O resultado dessa equação nem Deus pode prever. O todo poderoso deve estar ocupado socorrendo os enfermos de corpo. Quanto aos enfermos de mente e espírito, vamos ter de lidar com eles mais cedo ou mais tarde. Não se advoga aqui um golpe contra Bolsonaro, tal como defendido por Mario Sergio Conti. Mas não me parece fazer sentido que generais continuem a apoiar um presidente que promove a divisão nacional.

O desfecho da crise não está claro. No entanto, o caminho passa por tirar Bolsonaro da presidência. Uma renúncia coletiva de ministros — em especial Paulo Guedes, o pseudo-tsar da Economia, militares que ocupam cargos civis — aliada a um pacto de transição com o Supremo e o Legislativo seria o xeque-mate nesse desgoverno e suas ambições golpistas. Em seguida, o vice-presidente Hamilton Mourão assumiria a chefia do governo, mantendo as sinecuras de militares nos escalões inferiores.

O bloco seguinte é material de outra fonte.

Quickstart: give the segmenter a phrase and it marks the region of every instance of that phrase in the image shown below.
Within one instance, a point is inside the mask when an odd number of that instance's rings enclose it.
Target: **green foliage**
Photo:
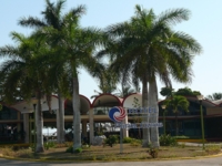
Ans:
[[[141,139],[135,139],[135,138],[131,138],[131,137],[124,137],[123,143],[130,143],[131,146],[140,146],[142,144]]]
[[[65,153],[73,153],[73,146],[70,146],[65,149]]]
[[[174,95],[184,95],[184,96],[196,96],[196,95],[201,95],[201,93],[199,91],[192,91],[189,87],[184,87],[184,89],[179,89]]]
[[[79,147],[73,151],[73,146],[70,146],[67,148],[65,153],[78,153],[79,154],[79,153],[82,153],[82,148]]]
[[[219,153],[219,152],[221,152],[221,146],[220,145],[208,145],[208,146],[205,146],[205,152]]]
[[[173,136],[175,139],[189,139],[189,136],[180,135],[180,136]]]
[[[118,143],[118,141],[119,141],[118,135],[110,135],[108,138],[104,139],[104,143],[112,147],[113,144]]]
[[[124,137],[122,142],[123,143],[131,143],[131,142],[133,142],[133,139],[134,138],[132,138],[132,137]]]
[[[79,154],[79,153],[82,153],[82,148],[81,148],[81,147],[75,148],[75,149],[74,149],[74,153],[78,153],[78,154]]]
[[[160,136],[160,145],[161,146],[175,146],[178,142],[174,137],[170,135],[161,135]]]
[[[162,87],[161,91],[160,91],[160,94],[161,94],[162,96],[170,97],[170,96],[173,95],[173,91],[174,91],[174,90],[171,89],[171,87]]]
[[[49,149],[50,147],[56,147],[56,143],[54,142],[47,142],[44,143],[44,148]]]
[[[153,148],[151,147],[148,153],[152,156],[152,158],[157,158],[158,157],[158,153],[159,153],[159,149],[158,148]]]

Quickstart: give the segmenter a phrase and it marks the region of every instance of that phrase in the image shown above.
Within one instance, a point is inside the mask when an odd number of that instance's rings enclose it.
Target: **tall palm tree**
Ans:
[[[157,114],[143,117],[144,122],[158,122],[157,76],[171,86],[170,75],[175,81],[191,80],[193,55],[201,52],[201,45],[189,34],[172,30],[172,25],[189,19],[189,10],[175,9],[155,15],[153,10],[135,6],[135,15],[129,21],[108,27],[111,38],[109,48],[100,55],[113,60],[113,70],[127,72],[142,82],[142,107],[153,107]],[[149,91],[148,91],[149,82]],[[143,146],[150,142],[148,129],[143,131]],[[158,127],[151,128],[151,143],[159,147]]]
[[[179,112],[189,112],[188,107],[190,105],[189,101],[184,96],[174,95],[172,98],[165,101],[167,107],[173,110],[175,114],[175,135],[179,135],[178,115]]]
[[[36,40],[34,35],[24,37],[12,32],[11,37],[18,45],[6,45],[0,48],[0,58],[7,58],[0,69],[0,79],[3,80],[3,94],[6,102],[16,102],[19,92],[23,100],[30,101],[33,96],[38,98],[36,111],[37,147],[36,152],[43,152],[43,117],[41,112],[41,98],[51,91],[48,86],[48,72],[40,68],[42,58],[49,54],[50,50],[44,42]]]
[[[39,18],[34,18],[34,17],[28,17],[28,18],[21,18],[19,20],[19,24],[23,25],[23,27],[30,27],[30,28],[52,28],[54,30],[61,31],[64,28],[64,18],[65,14],[62,14],[62,9],[65,4],[65,0],[58,0],[57,3],[50,2],[50,0],[46,0],[47,7],[46,10],[41,12],[41,14],[43,15],[42,19]],[[80,6],[77,9],[71,9],[69,13],[72,13],[73,17],[77,17],[81,13],[84,13],[84,7]],[[57,43],[51,43],[51,41],[48,41],[51,48],[56,48]],[[59,52],[58,52],[59,53]],[[58,54],[56,54],[57,56]],[[52,65],[52,64],[51,64]],[[58,68],[58,63],[54,63],[56,68]],[[62,65],[63,66],[63,65]],[[52,69],[54,69],[52,66]],[[57,72],[62,72],[65,71],[64,69],[60,68],[60,71]],[[58,143],[63,143],[64,142],[64,110],[62,108],[63,103],[62,103],[62,98],[63,96],[68,97],[68,94],[64,93],[64,89],[67,85],[64,85],[64,87],[62,87],[61,85],[63,83],[63,79],[62,76],[59,76],[59,74],[53,74],[54,77],[52,77],[53,80],[53,84],[57,86],[57,92],[58,93],[58,103],[59,103],[59,125],[58,125]],[[63,73],[63,75],[65,75],[65,73]]]
[[[80,6],[77,11],[84,11]],[[90,74],[95,74],[100,64],[93,58],[94,49],[101,44],[103,34],[94,28],[80,28],[79,19],[81,14],[73,15],[69,12],[63,18],[64,27],[61,30],[53,28],[43,28],[42,33],[53,43],[61,53],[52,61],[59,61],[62,66],[67,66],[72,77],[72,105],[73,105],[73,149],[81,147],[81,117],[80,117],[80,97],[79,97],[79,69],[84,68]]]
[[[220,92],[212,93],[212,95],[208,95],[206,98],[209,98],[210,101],[221,100],[222,93],[220,93]]]

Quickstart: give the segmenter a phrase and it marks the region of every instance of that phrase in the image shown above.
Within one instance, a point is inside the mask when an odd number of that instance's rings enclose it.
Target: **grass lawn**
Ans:
[[[149,160],[153,159],[148,153],[149,148],[141,146],[132,146],[131,144],[123,144],[123,152],[120,154],[120,145],[110,146],[90,146],[82,149],[82,153],[65,153],[68,145],[56,144],[41,154],[33,154],[31,148],[13,151],[12,147],[1,147],[1,156],[33,158],[40,160]],[[157,159],[178,158],[178,157],[196,157],[206,156],[221,153],[220,145],[206,146],[202,151],[201,146],[185,146],[184,144],[178,146],[161,146],[158,151]]]

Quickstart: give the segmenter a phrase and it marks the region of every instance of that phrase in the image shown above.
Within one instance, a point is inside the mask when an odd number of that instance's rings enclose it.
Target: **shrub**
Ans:
[[[170,135],[161,135],[160,136],[160,145],[161,146],[175,146],[178,142],[174,137]]]
[[[158,157],[158,152],[159,152],[158,148],[152,148],[152,147],[148,151],[148,153],[149,153],[153,158],[157,158],[157,157]]]
[[[68,147],[68,148],[65,149],[65,153],[73,153],[73,147],[72,147],[72,146]]]
[[[133,141],[133,138],[131,138],[131,137],[124,137],[123,138],[123,143],[131,143]]]
[[[54,142],[47,142],[44,143],[44,148],[49,149],[50,147],[56,147],[56,143]]]
[[[181,136],[173,136],[175,139],[189,139],[190,137],[189,136],[184,136],[184,135],[181,135]]]
[[[118,135],[110,135],[108,138],[104,139],[104,143],[112,147],[113,144],[118,143]]]
[[[74,153],[81,153],[81,152],[82,152],[81,147],[74,149]]]
[[[82,148],[81,148],[81,147],[75,148],[75,149],[73,151],[73,146],[68,147],[67,151],[65,151],[65,153],[81,153],[81,152],[82,152]]]
[[[221,146],[220,145],[208,145],[208,146],[205,146],[205,152],[206,153],[219,153],[219,152],[221,152]]]

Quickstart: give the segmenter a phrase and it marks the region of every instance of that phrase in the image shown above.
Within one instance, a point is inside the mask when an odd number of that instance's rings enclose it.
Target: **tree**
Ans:
[[[34,35],[24,37],[12,32],[12,40],[18,45],[6,45],[0,48],[0,58],[7,58],[0,69],[0,80],[3,82],[2,92],[4,102],[13,103],[17,101],[18,90],[20,96],[28,102],[33,96],[38,98],[36,114],[37,126],[37,147],[36,152],[43,152],[43,117],[41,112],[41,98],[49,95],[51,91],[48,84],[48,69],[40,68],[42,59],[49,54],[50,50],[42,41],[38,41]]]
[[[157,76],[171,86],[170,75],[178,82],[191,81],[193,55],[201,45],[189,34],[172,30],[172,25],[189,19],[185,9],[168,10],[155,15],[153,10],[135,6],[135,15],[123,23],[107,28],[111,42],[102,54],[113,60],[113,70],[132,75],[142,82],[142,107],[153,107],[157,114],[143,122],[157,123],[159,116]],[[149,82],[149,91],[148,91]],[[143,131],[143,146],[150,142],[149,131]],[[151,143],[159,147],[158,127],[151,128]]]
[[[165,101],[167,107],[172,108],[175,114],[175,135],[179,135],[178,114],[180,111],[189,112],[189,101],[184,96],[174,95],[172,98]]]
[[[65,0],[59,0],[54,4],[53,2],[50,2],[50,0],[46,0],[46,3],[47,3],[46,10],[41,12],[41,14],[43,15],[43,19],[38,19],[34,17],[21,18],[19,20],[19,24],[23,27],[30,27],[30,28],[37,28],[37,29],[52,27],[52,29],[60,31],[64,27],[64,23],[63,23],[64,15],[62,15],[62,9],[64,7],[64,2]],[[75,15],[75,14],[79,14],[79,12],[81,11],[72,9],[70,10],[70,13],[71,12],[73,13],[73,15]],[[50,41],[48,42],[49,42],[48,44],[50,44],[51,48],[54,48],[57,45],[57,44],[53,45]],[[58,65],[56,68],[58,68]],[[52,66],[52,69],[54,68]],[[59,72],[61,71],[64,71],[64,70],[60,68]],[[58,72],[58,70],[56,70],[56,72]],[[63,74],[65,75],[65,73]],[[61,80],[62,77],[59,77],[58,74],[53,74],[53,75],[54,77],[52,77],[53,80],[52,83],[57,86],[58,101],[59,101],[58,102],[59,103],[59,125],[58,125],[59,128],[57,128],[58,143],[63,143],[64,142],[64,112],[63,112],[64,110],[63,110],[62,98],[63,96],[65,96],[67,93],[64,92],[64,87],[61,86],[62,85],[61,82],[63,81]]]
[[[52,43],[57,43],[60,54],[52,58],[52,62],[60,62],[65,66],[72,81],[72,105],[73,105],[73,149],[81,147],[81,117],[80,117],[80,97],[79,97],[79,69],[84,68],[90,74],[94,74],[99,63],[93,56],[97,45],[102,43],[103,33],[94,28],[80,28],[79,19],[84,13],[85,8],[80,6],[73,12],[64,14],[61,30],[53,28],[43,28],[42,33]]]
[[[199,91],[192,91],[189,87],[184,87],[184,89],[179,89],[174,94],[184,96],[196,96],[200,95],[201,93]]]
[[[221,100],[222,98],[222,93],[220,93],[220,92],[212,93],[212,95],[208,95],[206,98],[210,100],[210,101]]]

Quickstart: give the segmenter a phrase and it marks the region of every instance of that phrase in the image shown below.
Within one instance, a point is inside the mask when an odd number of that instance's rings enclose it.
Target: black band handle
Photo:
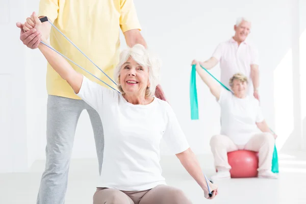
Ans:
[[[40,22],[44,22],[45,21],[48,21],[48,17],[47,16],[45,16],[41,18],[39,18],[39,20],[40,20]]]

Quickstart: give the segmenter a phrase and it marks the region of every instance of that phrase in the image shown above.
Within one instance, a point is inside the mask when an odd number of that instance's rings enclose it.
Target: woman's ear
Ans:
[[[120,75],[119,75],[119,76],[118,76],[118,79],[117,80],[117,83],[118,83],[118,85],[120,85]]]

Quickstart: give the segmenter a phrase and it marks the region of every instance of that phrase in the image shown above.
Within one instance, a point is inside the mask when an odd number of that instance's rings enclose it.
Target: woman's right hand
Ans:
[[[197,66],[199,64],[199,62],[197,61],[196,61],[196,60],[193,60],[192,61],[192,62],[191,63],[191,65],[193,65],[194,64]]]
[[[40,21],[36,13],[34,12],[31,15],[30,17],[27,18],[27,21],[24,22],[22,29],[24,32],[27,32],[31,29],[35,29],[38,32],[41,34],[42,28],[42,23]],[[41,37],[43,38],[44,36],[42,36]]]
[[[209,185],[210,189],[212,191],[211,193],[213,195],[212,197],[210,197],[209,196],[210,192],[208,192],[208,191],[204,191],[204,197],[209,199],[214,199],[215,197],[216,197],[216,196],[218,194],[218,186],[216,184],[213,184],[211,182],[209,182],[208,185]]]

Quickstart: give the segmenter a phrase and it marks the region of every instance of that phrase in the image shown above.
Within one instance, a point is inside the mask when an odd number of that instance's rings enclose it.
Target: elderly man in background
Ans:
[[[230,79],[234,74],[243,73],[249,82],[248,95],[253,95],[259,100],[258,51],[246,41],[250,32],[251,22],[245,18],[239,18],[234,29],[235,35],[220,43],[210,59],[199,63],[205,68],[210,69],[220,62],[221,82],[227,87]]]

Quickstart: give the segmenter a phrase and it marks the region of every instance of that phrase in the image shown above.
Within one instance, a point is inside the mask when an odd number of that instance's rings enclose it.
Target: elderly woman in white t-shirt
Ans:
[[[41,23],[37,18],[32,20],[39,32]],[[48,43],[45,36],[41,40]],[[202,188],[206,198],[212,199],[218,194],[216,185],[207,182],[173,110],[154,96],[160,65],[142,45],[136,45],[120,55],[115,78],[121,93],[91,81],[43,44],[38,48],[75,94],[101,117],[105,149],[94,204],[190,203],[181,190],[167,186],[162,175],[162,139]],[[213,191],[211,197],[208,184]]]
[[[259,152],[258,176],[275,178],[271,170],[276,135],[266,123],[259,101],[247,94],[247,78],[241,73],[230,80],[233,93],[221,85],[194,60],[196,70],[221,107],[221,133],[210,141],[217,174],[213,180],[230,178],[228,152],[246,149]]]

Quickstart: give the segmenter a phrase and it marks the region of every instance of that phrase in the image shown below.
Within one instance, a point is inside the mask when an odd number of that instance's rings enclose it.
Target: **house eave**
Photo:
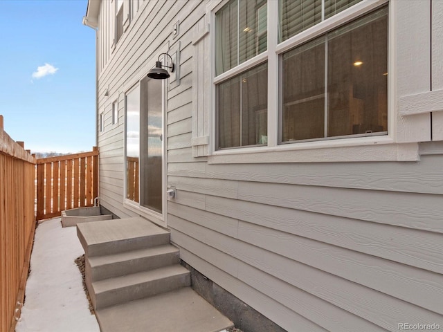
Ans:
[[[83,25],[94,29],[98,28],[100,6],[100,0],[88,0],[86,15],[83,17]]]

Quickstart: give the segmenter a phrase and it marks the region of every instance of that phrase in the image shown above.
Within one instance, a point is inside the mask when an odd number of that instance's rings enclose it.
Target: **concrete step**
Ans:
[[[228,318],[190,287],[96,311],[102,332],[218,332]]]
[[[77,236],[88,257],[170,243],[168,231],[139,217],[79,223]]]
[[[86,259],[86,275],[91,282],[147,271],[180,262],[179,249],[171,244],[126,251]]]
[[[190,273],[179,264],[90,283],[91,300],[100,309],[190,286]]]

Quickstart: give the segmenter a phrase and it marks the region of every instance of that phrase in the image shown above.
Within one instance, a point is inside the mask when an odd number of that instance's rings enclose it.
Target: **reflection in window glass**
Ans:
[[[387,7],[284,53],[282,142],[386,133],[387,60]]]
[[[361,0],[282,0],[279,41],[291,38],[360,1]]]
[[[138,203],[140,87],[126,95],[126,198]]]
[[[267,143],[267,63],[217,85],[218,147]]]
[[[141,83],[141,199],[142,206],[162,212],[162,81],[145,77]]]
[[[216,75],[267,48],[267,6],[263,0],[231,0],[215,14]]]

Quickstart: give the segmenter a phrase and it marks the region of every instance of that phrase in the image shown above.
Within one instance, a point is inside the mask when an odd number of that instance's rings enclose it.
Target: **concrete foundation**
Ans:
[[[230,293],[206,278],[185,261],[191,273],[191,286],[203,298],[230,320],[243,332],[287,332]]]

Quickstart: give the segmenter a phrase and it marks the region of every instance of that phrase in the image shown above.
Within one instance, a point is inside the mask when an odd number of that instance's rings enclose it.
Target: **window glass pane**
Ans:
[[[283,42],[361,0],[282,0],[280,2],[279,42]]]
[[[325,0],[325,19],[338,14],[361,0]]]
[[[140,88],[126,95],[126,198],[138,202]]]
[[[215,14],[216,75],[267,48],[267,5],[263,0],[231,0]]]
[[[267,63],[217,86],[219,149],[267,143]]]
[[[323,137],[325,39],[283,55],[282,72],[282,141]]]
[[[328,136],[386,131],[388,10],[327,37]]]
[[[238,64],[237,0],[226,3],[215,14],[216,75]]]
[[[387,131],[387,7],[286,53],[282,66],[282,142]]]
[[[266,49],[267,6],[265,3],[258,7],[258,3],[262,2],[261,0],[239,1],[239,59],[237,64],[254,57]]]
[[[280,42],[321,21],[321,0],[282,0],[280,3]]]

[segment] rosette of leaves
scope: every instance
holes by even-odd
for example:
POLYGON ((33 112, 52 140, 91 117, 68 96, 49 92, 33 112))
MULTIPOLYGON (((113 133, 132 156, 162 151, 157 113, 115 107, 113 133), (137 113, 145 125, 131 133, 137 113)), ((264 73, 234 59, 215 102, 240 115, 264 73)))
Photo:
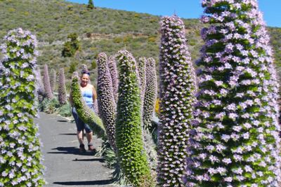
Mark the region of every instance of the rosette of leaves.
POLYGON ((116 119, 117 155, 122 171, 129 183, 133 186, 141 186, 151 181, 151 176, 142 140, 136 63, 126 50, 119 51, 117 60, 119 73, 116 119))
POLYGON ((157 95, 157 81, 155 69, 155 60, 150 57, 145 67, 145 92, 143 99, 143 123, 145 130, 152 131, 151 120, 154 115, 157 95))
POLYGON ((257 1, 203 1, 188 185, 280 186, 278 84, 257 1))
MULTIPOLYGON (((147 60, 145 57, 140 57, 138 59, 138 77, 140 81, 140 102, 142 109, 143 109, 143 102, 145 94, 145 86, 146 86, 146 63, 147 60)), ((143 112, 143 111, 142 111, 143 112)))
POLYGON ((98 137, 105 139, 105 130, 103 121, 84 101, 77 74, 73 76, 71 83, 71 95, 74 106, 79 118, 90 126, 98 137))
POLYGON ((188 133, 195 100, 194 72, 183 22, 176 15, 166 16, 160 25, 157 182, 159 186, 184 186, 188 133))
POLYGON ((60 105, 63 105, 67 103, 67 99, 66 96, 66 88, 65 88, 65 70, 63 68, 60 69, 58 72, 58 98, 60 105))
POLYGON ((116 64, 115 56, 110 56, 108 58, 107 66, 110 69, 111 80, 112 81, 113 94, 115 96, 115 102, 118 100, 118 72, 117 66, 116 64))
POLYGON ((55 83, 56 83, 56 75, 55 75, 55 71, 53 69, 51 69, 51 76, 50 76, 50 86, 51 86, 51 90, 52 91, 52 93, 55 91, 55 83))
POLYGON ((51 88, 50 78, 48 76, 48 65, 44 64, 44 74, 43 74, 43 83, 44 85, 45 94, 48 99, 53 99, 53 95, 52 89, 51 88))
POLYGON ((0 186, 42 186, 34 107, 37 39, 28 31, 8 32, 1 46, 0 186))
POLYGON ((111 147, 116 151, 115 117, 116 104, 113 95, 112 81, 107 67, 107 57, 101 53, 98 56, 97 94, 100 116, 105 127, 111 147))

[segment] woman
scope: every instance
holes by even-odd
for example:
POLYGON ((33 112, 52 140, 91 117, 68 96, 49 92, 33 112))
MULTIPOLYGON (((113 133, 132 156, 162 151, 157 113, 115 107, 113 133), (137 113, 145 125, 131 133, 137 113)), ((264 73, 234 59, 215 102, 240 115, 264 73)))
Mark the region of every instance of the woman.
MULTIPOLYGON (((86 104, 94 111, 93 104, 96 99, 96 91, 95 87, 89 83, 90 80, 90 73, 87 71, 83 71, 81 74, 80 89, 82 97, 86 104)), ((70 103, 73 106, 72 99, 70 93, 70 103)), ((91 130, 88 124, 84 123, 78 116, 74 107, 72 107, 72 116, 74 118, 76 126, 77 127, 77 138, 79 142, 79 152, 86 152, 85 146, 84 144, 84 130, 86 131, 86 137, 88 140, 88 149, 91 151, 96 151, 93 146, 93 131, 91 130)))

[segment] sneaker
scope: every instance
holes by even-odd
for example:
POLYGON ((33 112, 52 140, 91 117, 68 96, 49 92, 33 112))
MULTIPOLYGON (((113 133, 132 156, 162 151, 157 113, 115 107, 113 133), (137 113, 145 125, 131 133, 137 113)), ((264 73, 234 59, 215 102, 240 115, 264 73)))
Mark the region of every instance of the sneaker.
POLYGON ((84 144, 80 144, 80 146, 79 146, 79 152, 80 153, 85 153, 86 152, 85 146, 84 144))
POLYGON ((96 148, 93 147, 93 144, 88 144, 88 150, 91 151, 93 151, 93 152, 96 152, 96 148))

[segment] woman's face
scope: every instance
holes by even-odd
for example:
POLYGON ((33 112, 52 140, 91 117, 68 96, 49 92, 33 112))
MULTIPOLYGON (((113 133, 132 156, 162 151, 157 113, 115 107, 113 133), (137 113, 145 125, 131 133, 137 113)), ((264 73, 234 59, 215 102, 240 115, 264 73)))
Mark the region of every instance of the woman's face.
POLYGON ((86 85, 89 83, 89 76, 88 74, 83 74, 81 77, 81 85, 86 85))

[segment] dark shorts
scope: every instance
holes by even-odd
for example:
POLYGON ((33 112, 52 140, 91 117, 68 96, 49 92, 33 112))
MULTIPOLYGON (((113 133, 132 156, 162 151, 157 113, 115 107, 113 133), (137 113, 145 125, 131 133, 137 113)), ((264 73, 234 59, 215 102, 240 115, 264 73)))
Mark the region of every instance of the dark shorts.
MULTIPOLYGON (((94 111, 93 105, 88 105, 93 111, 94 111)), ((76 127, 77 127, 77 131, 81 131, 85 130, 86 132, 89 133, 92 132, 88 124, 83 122, 81 119, 78 116, 77 112, 74 107, 72 110, 73 118, 74 118, 76 127)))

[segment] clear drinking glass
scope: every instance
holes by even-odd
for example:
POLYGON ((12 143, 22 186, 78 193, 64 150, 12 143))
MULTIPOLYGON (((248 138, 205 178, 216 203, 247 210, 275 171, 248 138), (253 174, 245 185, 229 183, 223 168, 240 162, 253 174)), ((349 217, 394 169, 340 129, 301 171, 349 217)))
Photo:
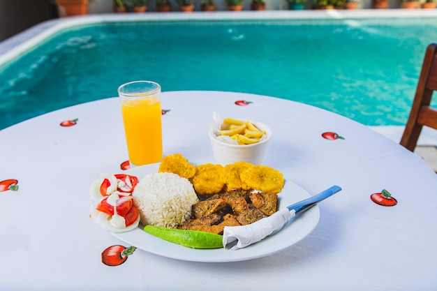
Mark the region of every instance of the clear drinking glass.
POLYGON ((135 81, 122 84, 118 92, 130 163, 159 162, 163 157, 161 86, 135 81))

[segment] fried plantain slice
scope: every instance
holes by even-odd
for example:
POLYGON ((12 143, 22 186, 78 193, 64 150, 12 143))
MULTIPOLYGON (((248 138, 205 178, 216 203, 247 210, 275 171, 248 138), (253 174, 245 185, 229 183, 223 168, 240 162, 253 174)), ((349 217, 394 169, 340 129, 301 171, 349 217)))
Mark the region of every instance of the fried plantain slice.
POLYGON ((284 184, 283 176, 281 172, 261 165, 242 172, 240 179, 246 189, 260 190, 275 194, 281 192, 284 184))
POLYGON ((234 189, 243 188, 243 184, 239 175, 242 172, 252 167, 253 167, 253 164, 242 161, 226 165, 222 175, 222 180, 225 183, 225 190, 230 191, 234 189))
POLYGON ((223 167, 221 165, 206 163, 196 167, 193 177, 195 193, 200 196, 216 194, 225 186, 222 181, 223 167))
POLYGON ((195 174, 195 166, 188 163, 182 154, 172 154, 163 158, 158 172, 177 174, 189 180, 195 174))

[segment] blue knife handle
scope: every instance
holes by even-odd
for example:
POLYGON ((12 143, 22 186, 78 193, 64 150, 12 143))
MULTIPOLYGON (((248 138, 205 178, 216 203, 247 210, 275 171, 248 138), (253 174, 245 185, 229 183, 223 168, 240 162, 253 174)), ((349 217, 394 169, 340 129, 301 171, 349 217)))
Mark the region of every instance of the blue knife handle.
POLYGON ((341 188, 338 186, 333 186, 310 198, 305 199, 304 200, 290 205, 287 208, 290 211, 294 209, 296 214, 297 214, 299 212, 316 205, 318 202, 320 202, 328 197, 332 196, 340 191, 341 191, 341 188))

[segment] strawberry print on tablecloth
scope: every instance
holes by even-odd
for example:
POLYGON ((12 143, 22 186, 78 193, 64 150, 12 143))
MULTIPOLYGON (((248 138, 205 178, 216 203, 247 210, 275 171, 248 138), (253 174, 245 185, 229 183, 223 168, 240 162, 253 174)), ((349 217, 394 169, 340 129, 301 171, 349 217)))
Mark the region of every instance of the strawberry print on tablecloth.
POLYGON ((0 192, 18 191, 18 180, 15 179, 8 179, 0 181, 0 192))
POLYGON ((64 120, 64 121, 61 122, 59 125, 63 127, 69 127, 69 126, 75 126, 77 124, 78 120, 79 119, 77 118, 74 119, 64 120))
POLYGON ((253 103, 253 102, 246 101, 245 100, 238 100, 235 101, 235 105, 237 105, 239 106, 247 106, 251 103, 253 103))
POLYGON ((397 200, 385 189, 383 189, 381 192, 371 195, 370 199, 377 204, 381 206, 390 207, 397 204, 397 200))
POLYGON ((107 266, 115 267, 123 264, 137 249, 135 246, 126 248, 121 245, 114 245, 106 248, 102 252, 102 262, 107 266))
POLYGON ((322 133, 322 137, 329 140, 345 140, 343 137, 339 135, 337 133, 332 131, 327 131, 322 133))

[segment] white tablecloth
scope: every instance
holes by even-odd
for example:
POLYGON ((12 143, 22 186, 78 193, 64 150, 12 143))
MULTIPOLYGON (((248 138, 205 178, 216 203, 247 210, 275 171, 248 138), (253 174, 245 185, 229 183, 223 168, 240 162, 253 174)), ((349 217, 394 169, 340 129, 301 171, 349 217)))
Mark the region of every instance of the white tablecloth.
POLYGON ((268 124, 265 165, 316 194, 314 231, 279 253, 226 263, 187 262, 137 250, 108 267, 122 245, 89 218, 89 188, 127 160, 117 98, 53 112, 0 131, 0 290, 430 290, 437 288, 437 175, 417 156, 339 115, 286 100, 230 92, 164 92, 164 154, 214 163, 213 112, 268 124), (237 100, 251 101, 246 106, 237 100), (78 119, 76 125, 59 123, 78 119), (329 140, 324 132, 344 140, 329 140), (388 190, 398 204, 369 196, 388 190))

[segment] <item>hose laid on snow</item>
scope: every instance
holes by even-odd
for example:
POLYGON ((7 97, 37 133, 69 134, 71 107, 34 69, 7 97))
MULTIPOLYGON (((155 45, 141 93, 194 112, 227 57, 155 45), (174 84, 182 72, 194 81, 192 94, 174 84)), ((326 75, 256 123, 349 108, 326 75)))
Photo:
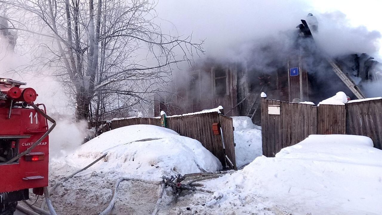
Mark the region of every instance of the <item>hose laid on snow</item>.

Tal movimento, porém, seria o reconhecimento tácito para a História de que, em algum momento — mais precisamente entre 2018 e o começo de 2021 —, houve colaboracionismo das elites — econômica, política e militar — com o pária dos párias, alguém que jamais teve condições de ser alçado à suprema magistratura da nação e a transformou num cemitério de gente e ideias.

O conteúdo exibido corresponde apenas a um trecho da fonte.